結局「最後までちゃんと見た」朝ドラは『虎に翼』だけだ……。『ばけばけ』はあまりの話の進まなさに挫折した。ヘブン先生には未だに魅力を感じないし。
そんな今、『虎つば』のスピンオフドラマが放映された。『山田轟法律事務所』です。あの「男装の弁護士・山田よね」が主人公。よねさん人気あったもんね。
私はずーっと「どんなに人気があっても(人気があればあるほど)スピンオフはやめとけ」と言っている。スピンオフドラマって「脇役にも脇役の人生がある。人間はすべて素晴らしい」という思想、つまり『世界に一つだけの花』精神である。別に悪いことじゃないですが、結局はそれは「感動のインフレ」を引き起こし、感動に飽きて主役にも脇役にも何も感じない、人間がただのコマになる、という結末が来るのだ。それ以前に、スピンオフドラマって、本編より面白かったためしがない。ほぼ蛇足。作者とファンの自己満足のワチャワチャドラマ見せられるからウンザリ。
という色眼鏡バリバリで見た『山田轟法律事務所』。思っていたようなものではなかった。これは『虎に翼』のスピンオフではなく『虎に翼』の本編ではないか。
不思議なぐらい「よねという人の、今まで見えなかったドラマ」は、ない(エピソードなら出てくる)。
『山田轟法律事務所』に溢れんばかりに出てくるのは「『虎に翼』本編で、作家が書ききれなかったこと」。
在日朝鮮人、戦中から戦後に至るまで続いた「慰安婦たち」、被差別部落民、浮浪児やパンパン。そちらのほうが主役なのではないかと思った。
「人々が踏み潰されながら怒りの絶叫をする」
「その絶叫が希望を切り開くのだ」
という、ものすごい作者の思いが前面に出ていた。きっと『虎つば』本編が終わったあとの、「あれも入れたかった」「これも入れとくべきだった」というのを全部放出した感じ。そしてその「出し方」がものすごくわかりやすい。道徳の教科書を読んでるようだ。

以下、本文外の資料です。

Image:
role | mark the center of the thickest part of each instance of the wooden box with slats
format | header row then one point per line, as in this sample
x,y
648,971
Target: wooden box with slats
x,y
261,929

この「わかりやすさ」が、見る人によっては「啓蒙くさい」と反発を買うところなのかなと思う。私も「被差別部落の男性が家族全員の苗字を変えたいと弁護士事務所に相談しにくる」という件には「弁護士事務所か……その前にこの人たちは文字の読み書きはできるのだろうか」というあたりが『狭山事件』などを思い出してひっかかってしまうのである。
しかし、最後まで見入ってしまうのだから、ドラマとしては感動のツボを突いた、よく出来た物語なんだろう。ラストシーン、司法試験に臨むよねさんの、ふと見せる不安……いや怯えた……?ような表情は絶品だった。あと、秋元才加は芝居がうますぎである。